I have my ntfs on partition 1, boot on 2, swap on 3, root on 4.  I really would appreciate some help with this, don't want to have to abandon gentoo!

----------

## NeddySeagoon

auberondreaming,

Post the exact text of the error message and the output of lspci please.

----------

## auberondreaming

VFS: Cannot open root device "sda4" on unknown-block(0,0)

Please append a correct "root=" boot option

Kernel panic: VFS: Unable to mount root fs on unknown-block(0,0)

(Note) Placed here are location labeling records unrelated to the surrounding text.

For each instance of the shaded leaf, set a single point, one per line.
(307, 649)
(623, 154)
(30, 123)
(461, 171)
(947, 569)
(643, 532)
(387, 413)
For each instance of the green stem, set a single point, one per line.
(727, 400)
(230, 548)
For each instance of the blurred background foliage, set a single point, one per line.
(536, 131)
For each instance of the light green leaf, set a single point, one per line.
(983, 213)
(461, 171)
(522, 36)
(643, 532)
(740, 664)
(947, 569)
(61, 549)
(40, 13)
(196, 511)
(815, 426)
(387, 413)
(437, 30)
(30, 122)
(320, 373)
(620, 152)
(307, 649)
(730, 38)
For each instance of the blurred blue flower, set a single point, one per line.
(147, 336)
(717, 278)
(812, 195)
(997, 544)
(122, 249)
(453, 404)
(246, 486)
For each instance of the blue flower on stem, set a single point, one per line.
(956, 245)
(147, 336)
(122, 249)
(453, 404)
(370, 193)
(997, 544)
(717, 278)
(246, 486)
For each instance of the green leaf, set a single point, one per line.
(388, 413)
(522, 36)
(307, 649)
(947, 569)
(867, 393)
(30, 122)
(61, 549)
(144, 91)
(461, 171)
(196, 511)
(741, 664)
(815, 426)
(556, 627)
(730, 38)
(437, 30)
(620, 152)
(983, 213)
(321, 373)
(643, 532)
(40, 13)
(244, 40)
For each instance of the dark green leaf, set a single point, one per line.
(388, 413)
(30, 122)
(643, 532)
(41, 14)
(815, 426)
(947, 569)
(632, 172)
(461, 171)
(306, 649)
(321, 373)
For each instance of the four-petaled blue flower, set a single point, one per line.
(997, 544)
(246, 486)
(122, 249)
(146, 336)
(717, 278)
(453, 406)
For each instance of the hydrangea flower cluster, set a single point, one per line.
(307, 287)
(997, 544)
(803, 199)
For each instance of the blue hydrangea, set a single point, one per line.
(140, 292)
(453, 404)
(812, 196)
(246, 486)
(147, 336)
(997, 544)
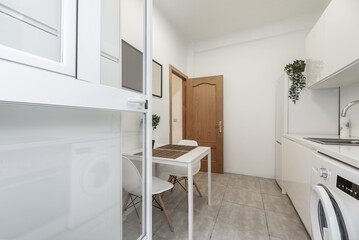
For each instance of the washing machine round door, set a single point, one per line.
(327, 220)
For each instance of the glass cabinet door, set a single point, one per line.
(40, 33)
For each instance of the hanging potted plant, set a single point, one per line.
(295, 74)
(155, 122)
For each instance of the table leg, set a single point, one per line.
(209, 177)
(190, 202)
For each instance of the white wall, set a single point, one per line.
(349, 94)
(169, 47)
(251, 63)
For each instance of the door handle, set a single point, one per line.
(220, 126)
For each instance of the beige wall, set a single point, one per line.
(176, 109)
(347, 95)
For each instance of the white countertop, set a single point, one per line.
(346, 154)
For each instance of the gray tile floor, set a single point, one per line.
(243, 208)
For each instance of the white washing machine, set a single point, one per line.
(334, 202)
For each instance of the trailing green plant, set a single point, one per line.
(295, 74)
(155, 121)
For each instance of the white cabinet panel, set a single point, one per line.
(297, 164)
(280, 98)
(110, 43)
(28, 38)
(331, 46)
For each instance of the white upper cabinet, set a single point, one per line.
(332, 46)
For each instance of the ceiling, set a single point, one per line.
(202, 19)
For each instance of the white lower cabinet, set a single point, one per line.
(297, 163)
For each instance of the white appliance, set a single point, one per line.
(334, 202)
(316, 112)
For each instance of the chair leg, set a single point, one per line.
(199, 192)
(165, 212)
(125, 203)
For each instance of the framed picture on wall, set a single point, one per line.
(156, 79)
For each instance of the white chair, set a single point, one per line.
(177, 173)
(132, 184)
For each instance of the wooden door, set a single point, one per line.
(204, 113)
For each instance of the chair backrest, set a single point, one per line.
(197, 167)
(188, 142)
(131, 178)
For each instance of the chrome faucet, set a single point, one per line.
(349, 105)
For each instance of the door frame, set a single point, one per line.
(184, 77)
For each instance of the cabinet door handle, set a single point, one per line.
(220, 126)
(138, 101)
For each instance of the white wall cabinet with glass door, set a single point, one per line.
(61, 59)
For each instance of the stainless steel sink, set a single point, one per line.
(335, 141)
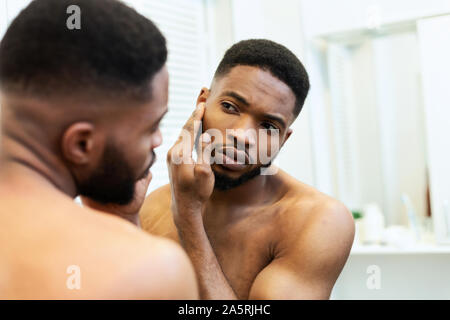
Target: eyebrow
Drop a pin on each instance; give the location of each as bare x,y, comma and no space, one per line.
246,103
237,97
275,118
159,119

I seem to be unable to get list all pci devices to work on this live cd, sorry.  This is a toshiba satellite laptop.

----------

## FantomKnight

This message is almost always caused by not having the controller driver properly compiled into your kernel.  We really need to see the output of lspci before we can tell you how to proceed.  Post what you can from lspci.

----------

## sinizzl

oh that's easy. go to device drivers - scsi support - scsi low level drivers (or something like that, but it definitely is in scsi support) either compile an initramfs or if you're lazy (like me), compile it directly into your kernel.

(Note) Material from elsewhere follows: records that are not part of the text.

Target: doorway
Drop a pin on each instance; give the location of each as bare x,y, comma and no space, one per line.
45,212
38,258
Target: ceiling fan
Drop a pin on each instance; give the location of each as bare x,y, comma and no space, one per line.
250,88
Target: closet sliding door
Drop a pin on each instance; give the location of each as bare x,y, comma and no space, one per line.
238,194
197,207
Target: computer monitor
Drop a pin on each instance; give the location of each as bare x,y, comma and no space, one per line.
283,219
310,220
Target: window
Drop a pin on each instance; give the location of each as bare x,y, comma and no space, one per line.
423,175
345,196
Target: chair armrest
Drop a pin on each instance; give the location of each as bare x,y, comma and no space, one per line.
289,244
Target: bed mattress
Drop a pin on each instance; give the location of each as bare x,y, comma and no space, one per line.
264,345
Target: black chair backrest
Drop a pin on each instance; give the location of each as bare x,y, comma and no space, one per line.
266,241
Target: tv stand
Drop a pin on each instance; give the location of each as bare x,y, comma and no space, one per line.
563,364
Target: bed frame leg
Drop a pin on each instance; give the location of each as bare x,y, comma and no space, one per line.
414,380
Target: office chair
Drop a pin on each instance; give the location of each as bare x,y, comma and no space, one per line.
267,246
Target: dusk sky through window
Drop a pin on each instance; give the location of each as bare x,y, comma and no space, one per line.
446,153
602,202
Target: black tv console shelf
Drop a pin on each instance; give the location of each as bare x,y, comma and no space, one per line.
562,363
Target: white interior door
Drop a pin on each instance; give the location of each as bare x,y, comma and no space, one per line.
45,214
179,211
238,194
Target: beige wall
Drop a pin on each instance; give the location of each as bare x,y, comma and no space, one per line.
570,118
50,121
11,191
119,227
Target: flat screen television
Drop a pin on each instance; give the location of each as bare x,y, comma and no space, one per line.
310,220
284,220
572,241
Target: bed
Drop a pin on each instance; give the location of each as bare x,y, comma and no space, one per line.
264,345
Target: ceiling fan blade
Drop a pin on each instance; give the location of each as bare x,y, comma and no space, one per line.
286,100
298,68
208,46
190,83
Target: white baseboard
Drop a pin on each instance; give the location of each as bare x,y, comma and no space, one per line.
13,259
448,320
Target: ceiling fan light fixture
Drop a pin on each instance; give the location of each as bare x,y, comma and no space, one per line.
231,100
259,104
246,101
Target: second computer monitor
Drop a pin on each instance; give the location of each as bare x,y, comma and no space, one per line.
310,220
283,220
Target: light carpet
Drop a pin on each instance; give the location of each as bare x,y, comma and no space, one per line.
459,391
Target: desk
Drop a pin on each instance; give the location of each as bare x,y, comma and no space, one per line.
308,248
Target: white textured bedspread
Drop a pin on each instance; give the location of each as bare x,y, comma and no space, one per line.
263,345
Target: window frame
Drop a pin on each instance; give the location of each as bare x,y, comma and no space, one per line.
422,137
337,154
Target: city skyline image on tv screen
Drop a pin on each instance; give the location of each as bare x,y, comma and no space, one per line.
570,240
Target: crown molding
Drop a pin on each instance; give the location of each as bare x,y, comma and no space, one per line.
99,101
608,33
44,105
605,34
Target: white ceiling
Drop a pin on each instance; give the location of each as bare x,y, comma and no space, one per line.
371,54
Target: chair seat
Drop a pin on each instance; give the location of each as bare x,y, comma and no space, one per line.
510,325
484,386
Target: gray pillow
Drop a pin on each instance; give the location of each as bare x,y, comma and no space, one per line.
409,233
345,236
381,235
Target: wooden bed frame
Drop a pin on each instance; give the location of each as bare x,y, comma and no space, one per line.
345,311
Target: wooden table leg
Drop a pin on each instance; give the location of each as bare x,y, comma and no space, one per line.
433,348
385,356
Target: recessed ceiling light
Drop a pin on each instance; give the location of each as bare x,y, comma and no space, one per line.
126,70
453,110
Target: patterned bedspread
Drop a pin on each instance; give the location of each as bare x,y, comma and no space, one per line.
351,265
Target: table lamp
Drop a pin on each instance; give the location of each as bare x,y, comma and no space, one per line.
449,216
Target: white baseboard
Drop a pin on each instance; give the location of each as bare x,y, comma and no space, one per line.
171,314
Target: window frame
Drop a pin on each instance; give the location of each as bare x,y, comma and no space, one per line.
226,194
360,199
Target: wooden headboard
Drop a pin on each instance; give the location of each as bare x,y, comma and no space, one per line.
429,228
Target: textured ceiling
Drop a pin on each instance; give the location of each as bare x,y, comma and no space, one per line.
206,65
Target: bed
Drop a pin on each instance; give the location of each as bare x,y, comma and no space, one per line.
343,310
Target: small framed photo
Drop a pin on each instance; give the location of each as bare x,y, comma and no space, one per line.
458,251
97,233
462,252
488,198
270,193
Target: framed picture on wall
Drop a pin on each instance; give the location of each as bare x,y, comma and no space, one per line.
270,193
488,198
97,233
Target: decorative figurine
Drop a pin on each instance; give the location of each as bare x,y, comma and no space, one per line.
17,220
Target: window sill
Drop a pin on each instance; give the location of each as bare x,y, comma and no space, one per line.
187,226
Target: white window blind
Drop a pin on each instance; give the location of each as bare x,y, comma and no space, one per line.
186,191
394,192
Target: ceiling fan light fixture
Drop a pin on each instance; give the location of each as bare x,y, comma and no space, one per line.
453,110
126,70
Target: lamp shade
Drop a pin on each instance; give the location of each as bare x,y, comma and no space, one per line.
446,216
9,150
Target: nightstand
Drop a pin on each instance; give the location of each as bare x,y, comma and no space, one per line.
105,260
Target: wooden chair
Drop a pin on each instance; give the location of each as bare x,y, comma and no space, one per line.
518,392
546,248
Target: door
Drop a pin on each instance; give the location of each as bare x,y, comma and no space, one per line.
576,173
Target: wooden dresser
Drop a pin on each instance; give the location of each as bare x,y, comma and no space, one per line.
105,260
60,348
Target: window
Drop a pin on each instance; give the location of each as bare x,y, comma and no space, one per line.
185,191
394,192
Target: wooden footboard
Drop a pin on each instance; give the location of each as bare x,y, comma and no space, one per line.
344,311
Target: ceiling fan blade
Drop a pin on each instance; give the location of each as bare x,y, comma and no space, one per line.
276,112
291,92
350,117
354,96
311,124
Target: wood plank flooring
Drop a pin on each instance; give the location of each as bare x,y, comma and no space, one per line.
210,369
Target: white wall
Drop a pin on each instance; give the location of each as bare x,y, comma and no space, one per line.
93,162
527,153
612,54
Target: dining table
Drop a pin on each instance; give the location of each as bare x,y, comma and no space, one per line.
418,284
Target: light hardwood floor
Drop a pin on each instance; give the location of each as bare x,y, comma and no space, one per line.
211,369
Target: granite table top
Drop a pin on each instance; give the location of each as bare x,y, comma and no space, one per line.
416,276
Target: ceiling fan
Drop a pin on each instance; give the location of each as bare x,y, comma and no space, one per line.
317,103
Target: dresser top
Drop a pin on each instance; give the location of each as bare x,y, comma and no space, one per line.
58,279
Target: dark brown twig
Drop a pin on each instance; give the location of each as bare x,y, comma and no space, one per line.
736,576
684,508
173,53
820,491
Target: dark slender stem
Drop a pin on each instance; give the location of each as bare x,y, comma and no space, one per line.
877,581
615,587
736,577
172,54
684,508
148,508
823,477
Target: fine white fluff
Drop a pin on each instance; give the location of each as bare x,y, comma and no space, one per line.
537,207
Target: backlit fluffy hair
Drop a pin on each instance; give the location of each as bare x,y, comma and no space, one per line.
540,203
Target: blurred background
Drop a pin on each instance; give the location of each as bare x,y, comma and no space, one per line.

EDIT: it would be really useful if you knew what SATA chipset you're using ;-D

----------

## NeddySeagoon

auberondreaming,

To determine your SATA chipset, boot the liveCD and run 

```
lsmod
```

Mount your root filesystem.

Now for all the SATA drivers listed in lsmod, do 

```
modprobe -r <module-name>
```

You should not be able to remove the one thats in use - thats the one you want in your own kernel.

If you do manage to remove the SATA driver used for mounting your root filesystem, then it won't be mounted any longer.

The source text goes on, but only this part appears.